Run together (or as close as I could get to pushing enter at the same time):
1 Thread 5000 Work Units - 99.5112sec
10 Threads 5000 Work Units - 56.8777sec
This is the meat of the question. When you run 10 threads + 1 thread, they all seem to be scheduled equally. The 10 threads each took 1/10th longer (because there was an 11th thread running) while the other thread took almost twice its time (really, it got 1/10th of its work done in the first 56sec, then did the other 9/10ths in the next 43sec...which is about right).
The result: Window's scheduler is fair on a thread level, but not on a process level. If you make a lot of threads, it you can leave the other processes that weren't smart enought to make lots of threads high and dry. Or just do it right and us a thread pool :-)
If you're interested in trying it for yourself, you can find my code:
The scheduling overhead could make the app with 10 threads slower than the one with 1 thread.
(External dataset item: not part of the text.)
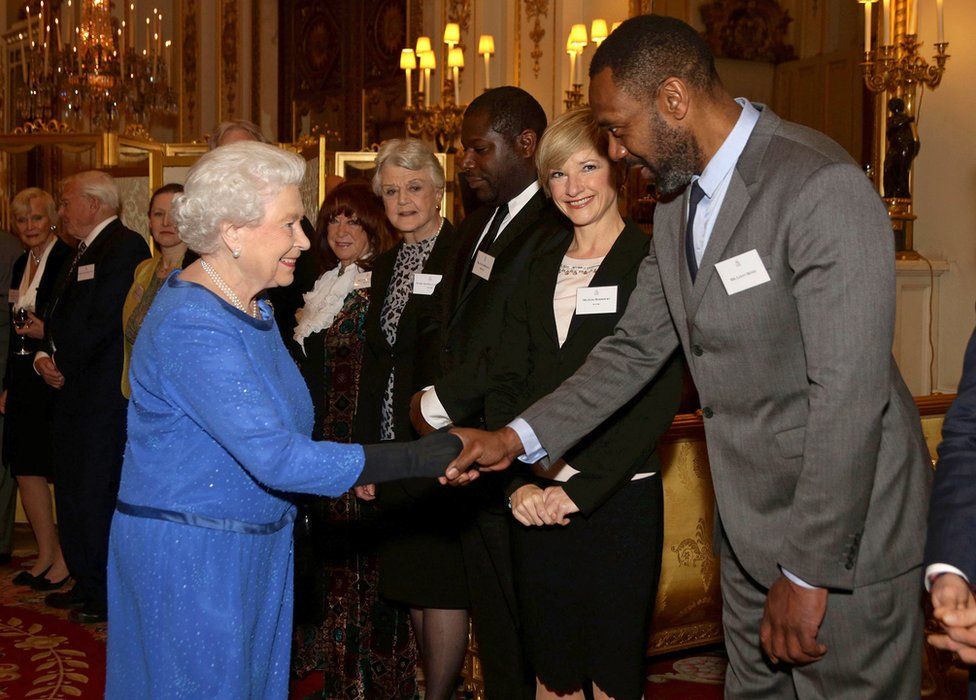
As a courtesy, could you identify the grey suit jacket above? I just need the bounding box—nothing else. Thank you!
[523,105,931,590]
You won't know for sure unless you create a test.
For some background on multithreading see
This might very well depend on the operating system scheduler. For example, back in single-thread days the scheduler knew only about processes, and had measures like "niceness" to figure out how much to allocate.
In multithreaded code, there is probably a way in which one process that has 100 threads doesn't get 99% of the CPU time if there's another process that has a single thread. On the other hand, if you have only two processes and one of them is multithreaded I would suspect that the OS may give it more overall time. However, AFAIK nothing is really guaranteed.
Switching costs between threads in the same process may be cheaper than switching between processes (e.g., due to cache behavior).
One thing you must consider is wait time on the other end of the transaction. Having multiple threads will allow you to be waiting for a response on one while preparing the next transaction on the next. At least that's how I understand it. So I think a few threads will turn out better than one.
On the other hand you must consider the overhead involved with dealing on multiple threads. The details of the application are important part of the consideration here.